Like many people, I use the Jetpack plugin to have a contact form on one of my sites. It’s a nice thing to have there, even though nobody ever uses it. Well, at least I thought nobody was using it – I just ran a backup of the database and though it was taking rather longer than I expected. It turns out that I have actually been getting rather a lot of feedback, but all of it spam: tens of thousands of spam messages.
Now, the fact that the spam filters hid me from this is great – that’s exactly what they’re there for. But now they’ve built up and are taking up a large chunk of space in my database, I want rid of them. So, I set to. It turns out that’s not so straightforward.
Apparently, you can’t simply delete all your spam messages, you have to go through them a page at a time and move them into your trash. Once they’re in the trash, you can just click on the ‘Empty Trash’ button. Getting them into the trash however, was proving a little tedious.

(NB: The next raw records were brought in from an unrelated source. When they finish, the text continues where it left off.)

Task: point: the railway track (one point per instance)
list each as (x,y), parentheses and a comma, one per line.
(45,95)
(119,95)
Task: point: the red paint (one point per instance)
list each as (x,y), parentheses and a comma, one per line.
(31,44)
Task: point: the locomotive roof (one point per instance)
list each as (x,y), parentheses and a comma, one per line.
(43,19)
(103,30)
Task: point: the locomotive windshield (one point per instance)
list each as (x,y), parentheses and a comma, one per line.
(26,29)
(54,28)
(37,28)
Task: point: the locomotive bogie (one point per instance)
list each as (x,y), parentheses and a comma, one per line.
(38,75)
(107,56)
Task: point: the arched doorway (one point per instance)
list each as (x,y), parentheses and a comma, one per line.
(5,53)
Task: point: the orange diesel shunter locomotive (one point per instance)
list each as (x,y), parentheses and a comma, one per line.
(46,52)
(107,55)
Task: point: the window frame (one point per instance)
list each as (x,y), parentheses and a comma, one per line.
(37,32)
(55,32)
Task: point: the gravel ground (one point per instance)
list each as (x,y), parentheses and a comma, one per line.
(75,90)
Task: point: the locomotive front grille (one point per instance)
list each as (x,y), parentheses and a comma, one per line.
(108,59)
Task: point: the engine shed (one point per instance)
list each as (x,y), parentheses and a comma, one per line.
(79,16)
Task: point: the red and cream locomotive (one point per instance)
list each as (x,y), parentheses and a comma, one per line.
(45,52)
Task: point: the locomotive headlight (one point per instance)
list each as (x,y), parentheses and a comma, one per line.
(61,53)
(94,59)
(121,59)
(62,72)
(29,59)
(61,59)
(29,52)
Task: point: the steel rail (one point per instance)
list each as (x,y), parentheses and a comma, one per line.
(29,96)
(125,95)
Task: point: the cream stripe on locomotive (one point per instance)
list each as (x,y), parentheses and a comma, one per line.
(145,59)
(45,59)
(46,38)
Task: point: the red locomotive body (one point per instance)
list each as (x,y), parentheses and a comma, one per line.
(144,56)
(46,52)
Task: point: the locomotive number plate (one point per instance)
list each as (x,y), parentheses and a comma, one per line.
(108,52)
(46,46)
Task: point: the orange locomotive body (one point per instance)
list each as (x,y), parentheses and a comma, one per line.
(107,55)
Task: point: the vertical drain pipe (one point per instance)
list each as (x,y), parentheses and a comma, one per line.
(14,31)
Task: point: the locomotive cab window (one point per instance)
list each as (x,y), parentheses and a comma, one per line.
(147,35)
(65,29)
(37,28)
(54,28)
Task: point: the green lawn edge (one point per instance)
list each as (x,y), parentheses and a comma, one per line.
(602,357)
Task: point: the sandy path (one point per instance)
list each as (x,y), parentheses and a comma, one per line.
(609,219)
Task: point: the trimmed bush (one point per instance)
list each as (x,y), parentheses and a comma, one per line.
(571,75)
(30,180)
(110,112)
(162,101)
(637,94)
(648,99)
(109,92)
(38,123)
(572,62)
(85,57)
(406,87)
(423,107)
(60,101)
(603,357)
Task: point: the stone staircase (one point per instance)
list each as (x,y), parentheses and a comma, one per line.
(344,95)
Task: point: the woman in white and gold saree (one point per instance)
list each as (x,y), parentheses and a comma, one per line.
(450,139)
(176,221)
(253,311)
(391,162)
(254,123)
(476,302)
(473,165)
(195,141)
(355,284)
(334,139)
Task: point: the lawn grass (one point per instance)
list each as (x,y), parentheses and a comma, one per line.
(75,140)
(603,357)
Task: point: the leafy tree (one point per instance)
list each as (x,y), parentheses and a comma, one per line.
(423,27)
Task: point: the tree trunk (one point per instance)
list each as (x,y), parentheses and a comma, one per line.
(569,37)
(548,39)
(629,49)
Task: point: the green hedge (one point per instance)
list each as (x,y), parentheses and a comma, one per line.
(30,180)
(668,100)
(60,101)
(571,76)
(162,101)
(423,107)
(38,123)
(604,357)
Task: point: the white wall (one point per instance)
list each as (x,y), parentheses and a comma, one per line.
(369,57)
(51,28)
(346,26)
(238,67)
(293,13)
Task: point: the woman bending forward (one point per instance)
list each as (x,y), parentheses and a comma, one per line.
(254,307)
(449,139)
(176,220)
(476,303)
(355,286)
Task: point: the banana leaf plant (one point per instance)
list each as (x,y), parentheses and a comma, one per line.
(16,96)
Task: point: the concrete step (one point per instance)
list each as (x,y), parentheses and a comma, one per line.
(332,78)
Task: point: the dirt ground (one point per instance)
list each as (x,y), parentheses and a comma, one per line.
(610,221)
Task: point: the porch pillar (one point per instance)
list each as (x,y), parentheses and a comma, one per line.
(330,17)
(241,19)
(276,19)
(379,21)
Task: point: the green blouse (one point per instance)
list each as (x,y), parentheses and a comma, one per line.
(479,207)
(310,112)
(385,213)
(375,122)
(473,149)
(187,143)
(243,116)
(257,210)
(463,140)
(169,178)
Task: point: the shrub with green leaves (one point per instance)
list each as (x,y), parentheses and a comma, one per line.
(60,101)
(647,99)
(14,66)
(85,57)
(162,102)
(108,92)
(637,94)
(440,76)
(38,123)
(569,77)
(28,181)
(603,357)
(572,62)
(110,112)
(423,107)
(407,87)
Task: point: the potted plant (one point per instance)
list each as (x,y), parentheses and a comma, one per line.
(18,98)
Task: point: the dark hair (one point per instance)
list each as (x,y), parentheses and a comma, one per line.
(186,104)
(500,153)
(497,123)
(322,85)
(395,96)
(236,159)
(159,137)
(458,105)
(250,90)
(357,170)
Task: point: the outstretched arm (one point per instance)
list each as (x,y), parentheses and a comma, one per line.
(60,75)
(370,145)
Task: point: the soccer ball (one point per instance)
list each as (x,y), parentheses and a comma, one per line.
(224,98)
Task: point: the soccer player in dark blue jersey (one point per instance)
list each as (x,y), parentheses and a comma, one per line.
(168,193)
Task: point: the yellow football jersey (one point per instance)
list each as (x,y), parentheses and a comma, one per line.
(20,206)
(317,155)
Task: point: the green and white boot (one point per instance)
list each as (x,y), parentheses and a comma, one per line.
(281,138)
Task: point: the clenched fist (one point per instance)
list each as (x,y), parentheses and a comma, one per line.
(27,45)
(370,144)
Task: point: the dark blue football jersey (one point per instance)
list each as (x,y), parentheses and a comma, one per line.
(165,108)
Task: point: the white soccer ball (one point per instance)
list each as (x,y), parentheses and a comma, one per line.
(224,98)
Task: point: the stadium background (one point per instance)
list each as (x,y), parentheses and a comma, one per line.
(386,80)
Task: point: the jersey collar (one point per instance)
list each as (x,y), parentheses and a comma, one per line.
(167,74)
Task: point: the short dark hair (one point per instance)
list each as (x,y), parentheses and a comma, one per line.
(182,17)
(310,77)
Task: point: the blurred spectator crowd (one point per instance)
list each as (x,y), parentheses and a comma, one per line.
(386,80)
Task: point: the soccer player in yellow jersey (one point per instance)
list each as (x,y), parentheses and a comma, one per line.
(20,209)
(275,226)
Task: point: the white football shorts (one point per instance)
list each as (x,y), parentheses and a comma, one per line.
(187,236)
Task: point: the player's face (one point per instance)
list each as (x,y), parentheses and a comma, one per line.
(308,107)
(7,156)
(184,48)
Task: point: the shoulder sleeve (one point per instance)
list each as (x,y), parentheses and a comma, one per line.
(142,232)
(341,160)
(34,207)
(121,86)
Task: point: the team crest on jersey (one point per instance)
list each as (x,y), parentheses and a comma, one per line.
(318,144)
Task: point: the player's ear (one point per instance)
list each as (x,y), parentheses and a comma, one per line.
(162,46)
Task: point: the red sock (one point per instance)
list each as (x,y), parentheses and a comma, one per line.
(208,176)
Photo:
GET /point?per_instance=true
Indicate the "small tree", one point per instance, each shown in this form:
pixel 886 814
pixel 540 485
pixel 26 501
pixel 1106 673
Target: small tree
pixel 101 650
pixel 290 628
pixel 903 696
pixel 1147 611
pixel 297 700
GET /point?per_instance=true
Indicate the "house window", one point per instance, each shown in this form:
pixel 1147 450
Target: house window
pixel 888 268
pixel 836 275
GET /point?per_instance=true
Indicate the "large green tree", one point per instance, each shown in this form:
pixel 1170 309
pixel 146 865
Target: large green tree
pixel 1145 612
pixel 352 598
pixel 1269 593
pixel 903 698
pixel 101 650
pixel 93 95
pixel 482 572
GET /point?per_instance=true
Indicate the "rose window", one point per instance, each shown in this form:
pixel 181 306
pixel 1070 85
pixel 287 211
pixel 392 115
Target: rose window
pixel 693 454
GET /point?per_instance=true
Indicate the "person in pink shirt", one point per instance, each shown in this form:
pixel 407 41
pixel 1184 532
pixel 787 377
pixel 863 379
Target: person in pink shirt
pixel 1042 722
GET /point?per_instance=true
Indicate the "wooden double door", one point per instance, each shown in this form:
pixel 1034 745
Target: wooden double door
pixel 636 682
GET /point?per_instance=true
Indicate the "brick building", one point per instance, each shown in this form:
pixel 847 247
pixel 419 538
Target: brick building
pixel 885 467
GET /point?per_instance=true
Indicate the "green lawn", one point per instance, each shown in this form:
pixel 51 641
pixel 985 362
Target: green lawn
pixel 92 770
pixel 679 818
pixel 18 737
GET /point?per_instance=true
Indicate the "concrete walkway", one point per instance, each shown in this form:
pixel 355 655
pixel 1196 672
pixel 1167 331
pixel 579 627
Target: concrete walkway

The default number of items per page is 20. Trashing 20 at a time was going to prove slow progress. So, I upped the number per page to 500, still a lot of pages to get through, but should be faster. No such luck. Deleting 500 at a time results in a “URL too long error”. Good grief, have these people never heard of POST?
So, 100 items per page. Yes, that works, but boy is it tedious. After three pages I gave up. Can’t I just delete them from the database?
Yes, they’re all in the wp_posts table, and easy to identify. Except there’s a catch. They also have corresponding entries in the wp_postmeta table. That’s a bit more complicated to deal with. But then I realised, if I can just change them from ‘spam’ to ‘trash’ then I can get rid of them in one fell swoop with the ‘Empty Trash’ button. That will also then clean up all those loose ends in the wp_postmeta table.
So, one simple SQL statement is all I needed:
update wp_posts set post_status = 'trash' where post_status = 'spam' and post_type = 'feedback'
That finds all feedback items marked as spam, and moves them into the trash. Then, back over to the Feedback admin page and click on ‘Empty Trash’ and it’s all gone.
It really should have been easier than that though.
[Important: if you try this for yourself, do take a backup of your database first. Things always go wrong when you’re least prepared for them.]